Como bien lo señala Julio Roldán (5): “En los primeros tiempos de la invasión fueron los encomenderos quienes se encontraban en la cúspide de la pirámide social; pero posteriormente, este puesto será ocupado por los funcionarios reales, cuyo máximo exponente era el Virrey, y los ricos o sea los comerciantes monopolistas (mineros y obrajeros). A nivel regional estaban los hacendados; también hay que mencionar a los curas doctrineros y a los corregidores; esta “yunta” de personajes son recordados por su crueldad y sus crímenes, los mismos que fueron oleados y sacramentados por los curas en nombre del Occidente religioso y cristiano”.




    1. Los conquistadores y sus descendientes. Como dice Roel “Hasta unas dos décadas después de la captura de Atawallpa se estableció una escala social, en la que la cima era ocupada por los conquistadores o sus descendientes y los primeros ocupantes” (6). Los conquistadores y los primeros pobladores u ocupantes se componían, al llegar a estas tierras, de una masa abigarrada de gentes sin oficio definido, aventureros, plebeyos, hidalgüelos de los que en España abundaban y algunos segundones de nobles provincianos. Entre éstos, los plebeyos aspiraban a ser reconocidos caballeros, en tanto que los últimos buscaban un ambiente en el que pudieran descollar. Su común denominador era la pobreza y su condición de venidos a menos, condiciones ésta que quería cambiar por la riqueza, el poder y la elevación social. Es a estas gentes que el Rey les reconoce la categoría general de hidalgos. No querían ser los vagabundos y despreciados de España; aún más, querían tomarse su revancha. Esa posibilidad les ofrecía el Perú y en general, América; y es así que aquí tuvieron los inmensos tesoros de los incas y se hicieron encomenderos. La encomienda les hizo sentirse señores feudales con tierras y con indígenas siervos.




    1. Los vecinos o avecinados. Son los espaldes que llegan después de la conquista y luego de fundadas las ciudades que van a habitar. Han alcanzado casa y repartimiento de tierras. Tienen bienes, aunque no muchos, Tienen servidumbre indígena y mita o yanaconazgo, lo cual les da ciertos aires aristocráticos, pero son considerados de segunda. Son la aristocracia menor.




    1. Los moradores. Son los que llegan cuando el reparto ha llegado a su fin. Muchos recibieron fuerte estímulo inicial en España, cuando los Reyes emprendieron una corta política consistente en propiciar la venida de artesanos y gentes de trabajo. Al llegar aquí, abrieron talleres y pequeñas tiendas comerciales y se lanzaron a las aventuras del cateo y la explotación mientras, pero, pese a sus actividades modestas, el solo sentirse miembro de la comunidad dominante, les forja un aire de importancia y se ponen el “don” precediendo su nombre.
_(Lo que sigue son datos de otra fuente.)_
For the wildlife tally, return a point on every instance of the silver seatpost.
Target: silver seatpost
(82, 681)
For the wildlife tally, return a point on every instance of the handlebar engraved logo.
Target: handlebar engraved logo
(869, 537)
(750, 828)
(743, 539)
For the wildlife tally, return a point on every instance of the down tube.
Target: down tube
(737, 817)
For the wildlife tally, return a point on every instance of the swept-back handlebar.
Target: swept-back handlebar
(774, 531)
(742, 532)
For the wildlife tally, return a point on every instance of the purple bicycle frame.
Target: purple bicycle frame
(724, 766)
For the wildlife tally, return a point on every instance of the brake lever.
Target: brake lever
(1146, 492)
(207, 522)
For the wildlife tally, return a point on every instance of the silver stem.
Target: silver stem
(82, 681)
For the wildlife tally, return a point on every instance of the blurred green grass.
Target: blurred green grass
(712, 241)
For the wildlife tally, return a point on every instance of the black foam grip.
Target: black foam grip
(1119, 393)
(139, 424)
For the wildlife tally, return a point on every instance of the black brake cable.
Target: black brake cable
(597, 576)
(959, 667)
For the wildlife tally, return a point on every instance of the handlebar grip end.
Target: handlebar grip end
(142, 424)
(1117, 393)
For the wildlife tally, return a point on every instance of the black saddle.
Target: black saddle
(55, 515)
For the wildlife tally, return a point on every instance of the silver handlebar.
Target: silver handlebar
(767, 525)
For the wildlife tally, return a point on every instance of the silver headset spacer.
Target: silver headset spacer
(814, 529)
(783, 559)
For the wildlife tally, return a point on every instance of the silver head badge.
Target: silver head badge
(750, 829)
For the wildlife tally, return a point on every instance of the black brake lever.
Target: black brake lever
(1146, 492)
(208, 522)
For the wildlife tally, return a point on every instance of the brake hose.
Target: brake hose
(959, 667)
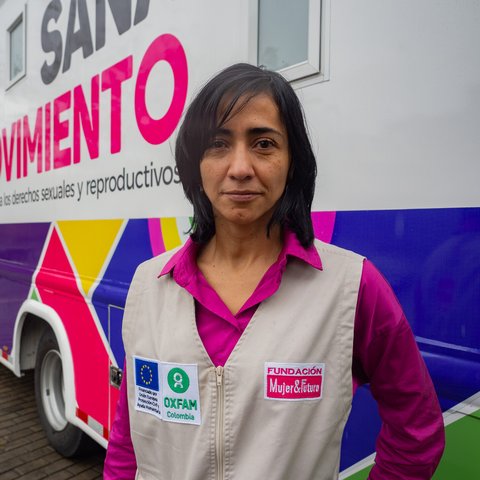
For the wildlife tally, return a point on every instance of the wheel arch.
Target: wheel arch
(32, 320)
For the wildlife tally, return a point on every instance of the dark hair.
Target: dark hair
(209, 110)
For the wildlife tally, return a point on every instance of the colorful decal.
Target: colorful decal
(57, 285)
(88, 243)
(20, 249)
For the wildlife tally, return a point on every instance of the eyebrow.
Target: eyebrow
(251, 131)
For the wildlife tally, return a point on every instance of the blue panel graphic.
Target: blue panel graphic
(133, 249)
(432, 260)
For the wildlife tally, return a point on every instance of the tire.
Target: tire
(65, 438)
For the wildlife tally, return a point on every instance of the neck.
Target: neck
(240, 246)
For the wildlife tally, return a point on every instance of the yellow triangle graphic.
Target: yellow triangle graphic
(89, 242)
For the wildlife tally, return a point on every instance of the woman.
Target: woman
(243, 345)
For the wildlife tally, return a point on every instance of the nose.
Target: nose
(240, 163)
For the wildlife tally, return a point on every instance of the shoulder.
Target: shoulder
(332, 253)
(151, 269)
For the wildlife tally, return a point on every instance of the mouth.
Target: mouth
(241, 195)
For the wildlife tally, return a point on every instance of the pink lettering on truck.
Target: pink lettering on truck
(293, 381)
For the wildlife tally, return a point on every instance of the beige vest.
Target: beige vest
(243, 435)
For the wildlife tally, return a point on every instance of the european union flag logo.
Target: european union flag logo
(146, 374)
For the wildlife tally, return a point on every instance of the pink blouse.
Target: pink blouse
(385, 355)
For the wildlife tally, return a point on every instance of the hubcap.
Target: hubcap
(52, 388)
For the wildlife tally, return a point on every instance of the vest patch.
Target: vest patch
(166, 390)
(147, 386)
(293, 381)
(181, 396)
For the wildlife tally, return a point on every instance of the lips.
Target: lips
(241, 195)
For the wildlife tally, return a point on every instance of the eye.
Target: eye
(264, 144)
(217, 144)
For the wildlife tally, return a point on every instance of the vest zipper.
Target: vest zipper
(220, 422)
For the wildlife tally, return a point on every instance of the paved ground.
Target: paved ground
(24, 450)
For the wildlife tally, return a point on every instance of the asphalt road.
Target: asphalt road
(24, 449)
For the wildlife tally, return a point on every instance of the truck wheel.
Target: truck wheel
(66, 438)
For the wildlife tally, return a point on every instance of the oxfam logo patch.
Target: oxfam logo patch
(178, 380)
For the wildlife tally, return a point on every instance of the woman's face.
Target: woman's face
(245, 169)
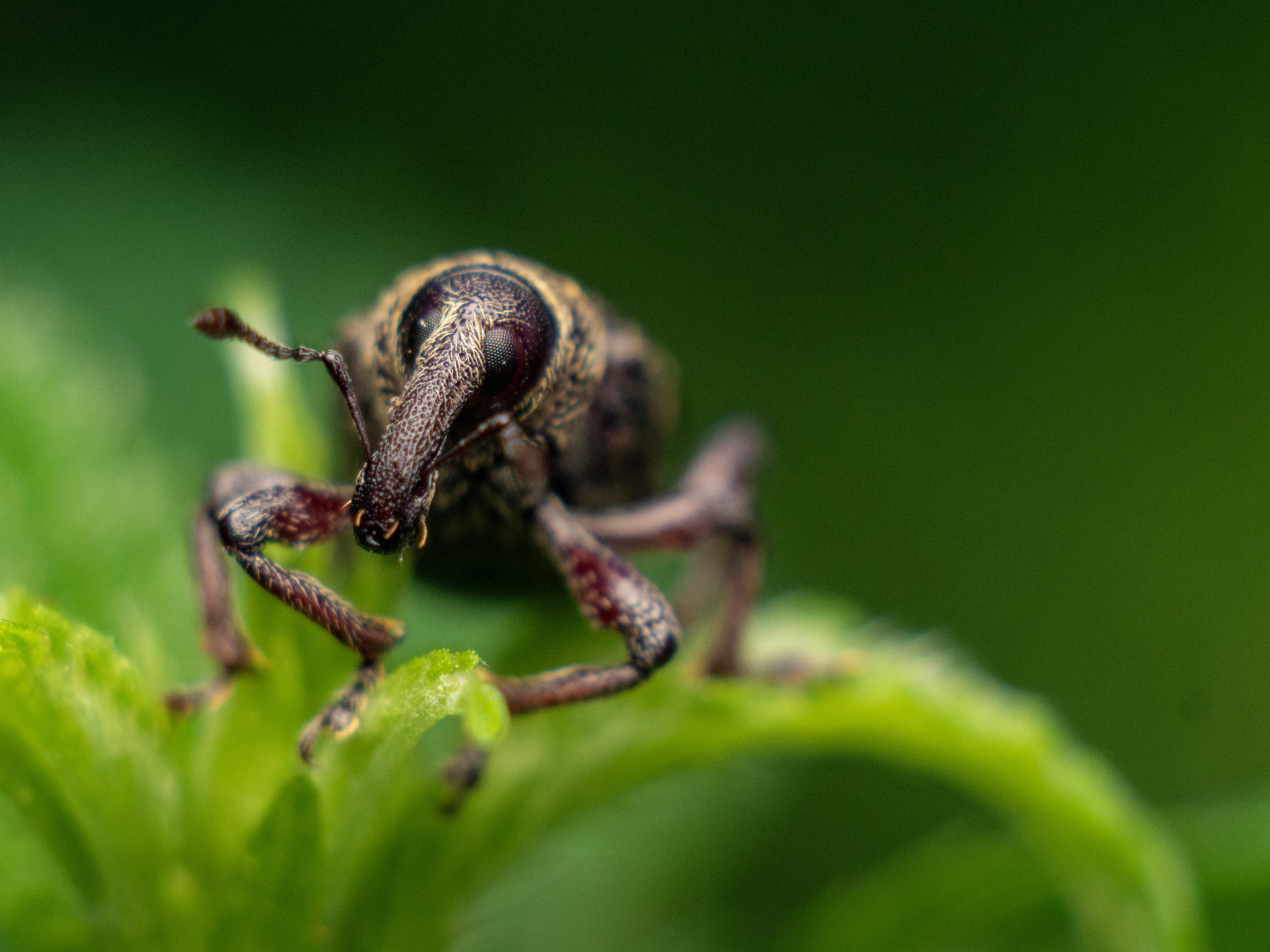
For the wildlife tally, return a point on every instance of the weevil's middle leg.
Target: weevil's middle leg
(713, 500)
(614, 594)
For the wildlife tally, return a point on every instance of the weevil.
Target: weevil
(506, 416)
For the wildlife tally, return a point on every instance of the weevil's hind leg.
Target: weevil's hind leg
(614, 594)
(713, 503)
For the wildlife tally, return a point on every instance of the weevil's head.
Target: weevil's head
(468, 342)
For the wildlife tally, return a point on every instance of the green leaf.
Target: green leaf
(275, 895)
(901, 700)
(87, 507)
(82, 759)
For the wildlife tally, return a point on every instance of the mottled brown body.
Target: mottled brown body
(511, 421)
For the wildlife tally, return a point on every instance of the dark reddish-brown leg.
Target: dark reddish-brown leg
(247, 508)
(714, 500)
(610, 591)
(613, 594)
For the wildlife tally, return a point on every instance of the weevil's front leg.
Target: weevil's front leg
(713, 500)
(267, 506)
(223, 638)
(614, 594)
(298, 516)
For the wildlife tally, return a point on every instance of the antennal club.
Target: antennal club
(223, 324)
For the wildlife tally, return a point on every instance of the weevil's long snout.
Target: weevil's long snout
(394, 490)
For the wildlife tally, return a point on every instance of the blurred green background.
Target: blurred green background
(996, 280)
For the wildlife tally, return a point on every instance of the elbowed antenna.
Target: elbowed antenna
(221, 324)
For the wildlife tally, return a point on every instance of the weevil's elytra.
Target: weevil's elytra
(506, 416)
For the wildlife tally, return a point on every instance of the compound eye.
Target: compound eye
(418, 322)
(502, 362)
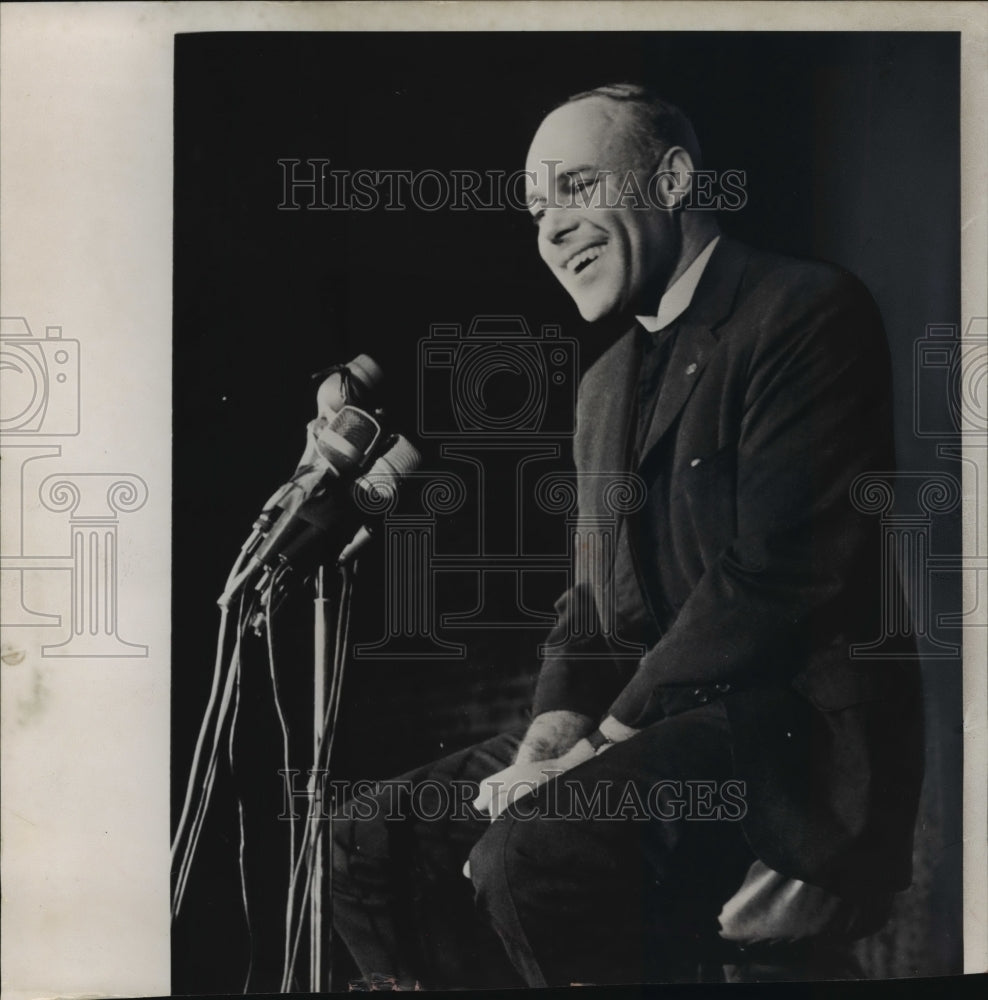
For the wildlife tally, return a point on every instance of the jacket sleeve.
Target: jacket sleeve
(800, 566)
(578, 673)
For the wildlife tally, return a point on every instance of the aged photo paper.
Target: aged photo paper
(237, 234)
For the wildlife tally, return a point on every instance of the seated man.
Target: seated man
(748, 394)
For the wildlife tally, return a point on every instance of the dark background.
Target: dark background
(850, 143)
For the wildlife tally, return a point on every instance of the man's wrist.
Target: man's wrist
(614, 731)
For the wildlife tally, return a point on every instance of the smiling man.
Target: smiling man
(746, 777)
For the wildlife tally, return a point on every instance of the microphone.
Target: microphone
(377, 489)
(357, 380)
(341, 447)
(338, 442)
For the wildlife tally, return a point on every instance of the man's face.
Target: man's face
(611, 256)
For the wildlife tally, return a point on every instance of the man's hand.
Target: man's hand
(523, 777)
(552, 734)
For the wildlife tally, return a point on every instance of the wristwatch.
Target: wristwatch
(598, 741)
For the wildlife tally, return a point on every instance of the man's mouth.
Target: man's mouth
(583, 259)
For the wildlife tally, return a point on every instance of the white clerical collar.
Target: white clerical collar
(673, 304)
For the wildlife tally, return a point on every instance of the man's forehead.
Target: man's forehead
(588, 133)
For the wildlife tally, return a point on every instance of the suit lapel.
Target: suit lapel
(695, 339)
(608, 406)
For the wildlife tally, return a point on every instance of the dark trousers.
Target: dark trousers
(612, 873)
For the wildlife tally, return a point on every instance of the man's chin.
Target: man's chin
(595, 310)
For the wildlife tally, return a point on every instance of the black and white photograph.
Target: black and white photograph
(574, 518)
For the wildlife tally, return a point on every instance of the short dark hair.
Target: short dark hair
(657, 124)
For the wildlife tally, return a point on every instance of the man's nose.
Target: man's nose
(556, 223)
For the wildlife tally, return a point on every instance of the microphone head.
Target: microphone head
(366, 372)
(348, 438)
(399, 461)
(364, 375)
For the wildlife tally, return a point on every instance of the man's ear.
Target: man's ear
(670, 185)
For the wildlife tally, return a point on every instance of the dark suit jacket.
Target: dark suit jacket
(749, 572)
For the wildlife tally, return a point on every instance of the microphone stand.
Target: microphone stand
(314, 848)
(322, 629)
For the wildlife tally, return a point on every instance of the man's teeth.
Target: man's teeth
(580, 261)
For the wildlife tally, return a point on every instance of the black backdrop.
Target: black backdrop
(850, 144)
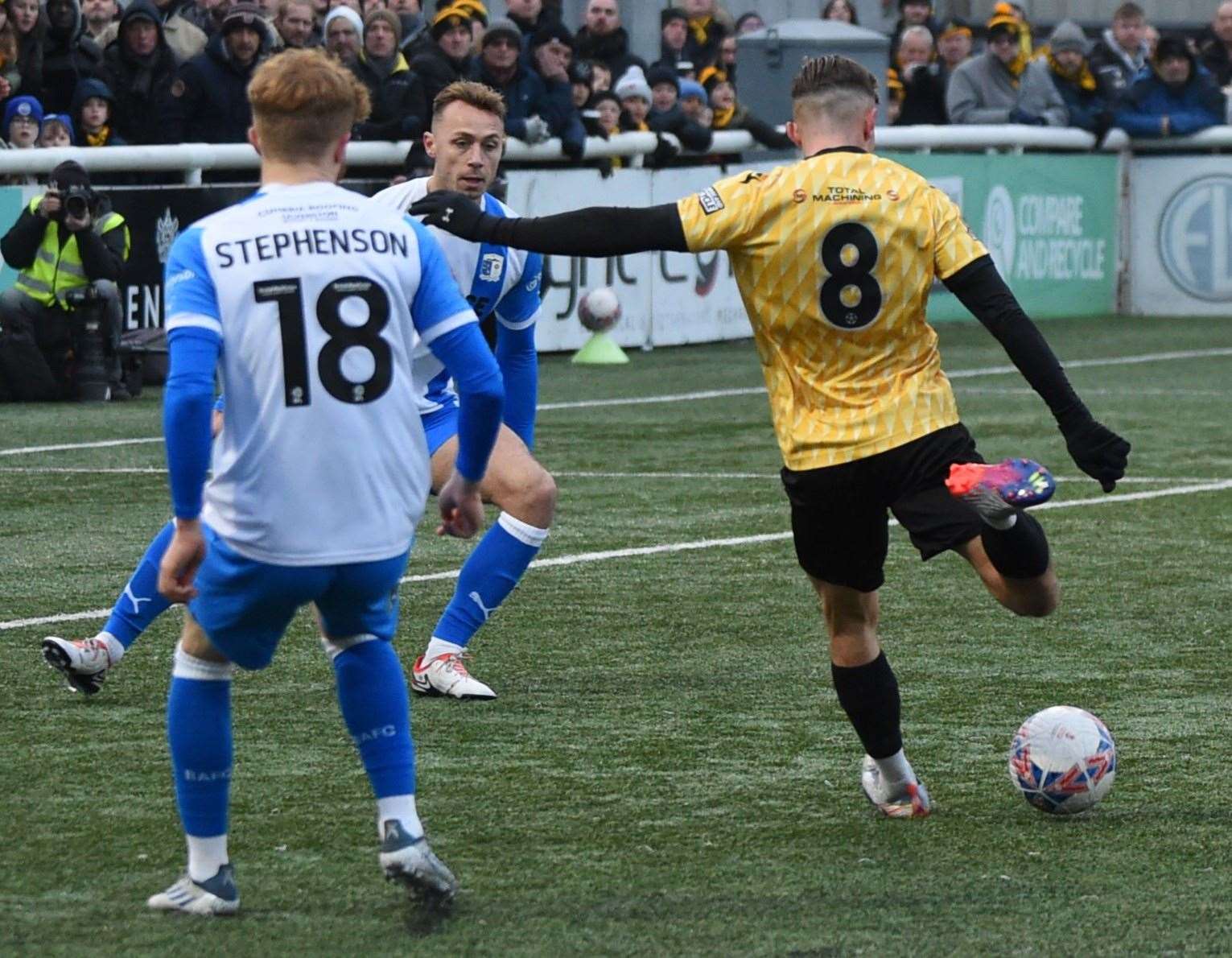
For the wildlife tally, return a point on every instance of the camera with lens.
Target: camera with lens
(76, 204)
(90, 336)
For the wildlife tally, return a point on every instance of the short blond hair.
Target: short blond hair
(303, 102)
(472, 94)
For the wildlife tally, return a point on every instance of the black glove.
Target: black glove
(1100, 452)
(455, 213)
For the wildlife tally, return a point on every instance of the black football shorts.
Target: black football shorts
(838, 513)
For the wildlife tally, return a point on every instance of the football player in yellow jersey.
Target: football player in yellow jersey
(834, 257)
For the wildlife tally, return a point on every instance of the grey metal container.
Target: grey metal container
(767, 60)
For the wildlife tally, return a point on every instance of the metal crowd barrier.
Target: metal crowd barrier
(192, 159)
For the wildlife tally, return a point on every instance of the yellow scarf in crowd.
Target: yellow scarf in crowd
(1081, 76)
(722, 118)
(700, 27)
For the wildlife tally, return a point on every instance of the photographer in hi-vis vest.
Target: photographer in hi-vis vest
(60, 324)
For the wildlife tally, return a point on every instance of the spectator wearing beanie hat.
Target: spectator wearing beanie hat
(94, 114)
(635, 99)
(603, 39)
(667, 115)
(399, 109)
(449, 58)
(707, 26)
(1176, 97)
(23, 121)
(987, 89)
(56, 131)
(139, 67)
(343, 31)
(531, 15)
(695, 101)
(478, 15)
(208, 100)
(728, 114)
(551, 55)
(673, 37)
(1086, 104)
(605, 106)
(183, 36)
(912, 14)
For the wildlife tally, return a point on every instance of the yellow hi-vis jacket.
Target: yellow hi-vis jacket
(57, 269)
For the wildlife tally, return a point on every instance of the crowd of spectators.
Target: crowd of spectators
(97, 73)
(1127, 76)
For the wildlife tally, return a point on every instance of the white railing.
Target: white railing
(194, 158)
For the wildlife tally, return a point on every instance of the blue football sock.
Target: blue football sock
(373, 696)
(141, 603)
(488, 576)
(199, 731)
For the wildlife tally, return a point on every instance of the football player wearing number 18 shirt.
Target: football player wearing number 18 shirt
(311, 301)
(834, 257)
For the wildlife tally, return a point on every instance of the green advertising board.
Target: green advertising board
(13, 200)
(1050, 222)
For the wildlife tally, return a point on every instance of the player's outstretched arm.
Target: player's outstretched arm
(1098, 452)
(595, 231)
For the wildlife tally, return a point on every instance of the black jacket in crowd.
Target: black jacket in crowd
(691, 136)
(399, 109)
(1213, 56)
(610, 48)
(139, 84)
(436, 71)
(925, 97)
(68, 56)
(102, 257)
(207, 101)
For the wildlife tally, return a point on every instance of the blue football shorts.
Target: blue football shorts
(245, 605)
(443, 424)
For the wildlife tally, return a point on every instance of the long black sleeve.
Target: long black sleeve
(102, 258)
(981, 289)
(20, 245)
(596, 231)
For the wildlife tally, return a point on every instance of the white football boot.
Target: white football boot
(410, 862)
(84, 663)
(903, 800)
(217, 895)
(446, 675)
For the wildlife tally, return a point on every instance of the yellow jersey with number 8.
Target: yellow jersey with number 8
(834, 258)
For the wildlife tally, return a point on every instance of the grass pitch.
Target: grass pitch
(667, 770)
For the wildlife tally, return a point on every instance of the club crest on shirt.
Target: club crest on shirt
(492, 266)
(710, 200)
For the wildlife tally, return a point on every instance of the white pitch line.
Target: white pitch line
(568, 473)
(962, 374)
(86, 470)
(60, 448)
(582, 558)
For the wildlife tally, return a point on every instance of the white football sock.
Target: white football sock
(403, 809)
(439, 646)
(206, 856)
(113, 647)
(896, 768)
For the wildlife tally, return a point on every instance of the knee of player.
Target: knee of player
(1039, 603)
(530, 494)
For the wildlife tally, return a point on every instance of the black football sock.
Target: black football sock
(869, 695)
(1020, 551)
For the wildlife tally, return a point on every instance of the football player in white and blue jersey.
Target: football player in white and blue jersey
(466, 143)
(311, 301)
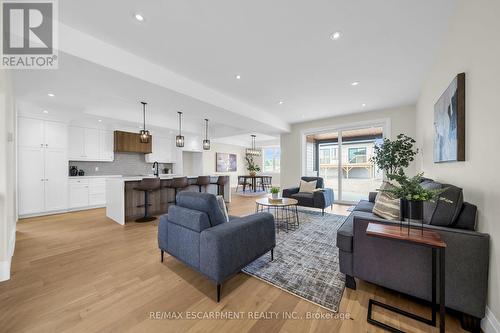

Ahora bien, esto ocurre en los inicios de la invasión, Empero, una segunda etapa de la invasión, estratifica a la sociedad en otros segmentos.




  1. La burocracia virreynal. Está constituido por altos burócratas o son nobles con títulos saneados, o son juristas, o son letrados o son jefes militares de profesión y además, su autoridad no puede ser puesta en duda, puesto que ella es la que puede dispensar mercedes o puede también quitarlas. Pero si el aristócrata perulero puede llegar a ser regidor hereditario del cabildo, corregidor, no puede llegar a ser ni miembro de la Audiencia, ni Oficial de la real Hacienda, razón por la que los altos funcionarios españoles mantienen un poder de control efectivo indisputable por aquellos.

No obstante, la aristocracia americana impone sus hábitos de exaltado lujo a la aristocracia, acentuando en muchos de éstos la codicia que los trajo por el Nuevo Mundo; así como el funcionario se torna casi en insaciable, en su sed de riquezas. Sabe que su nombramiento tiene fecha fija de su vencimiento y se propone aprovecharla íntegramente.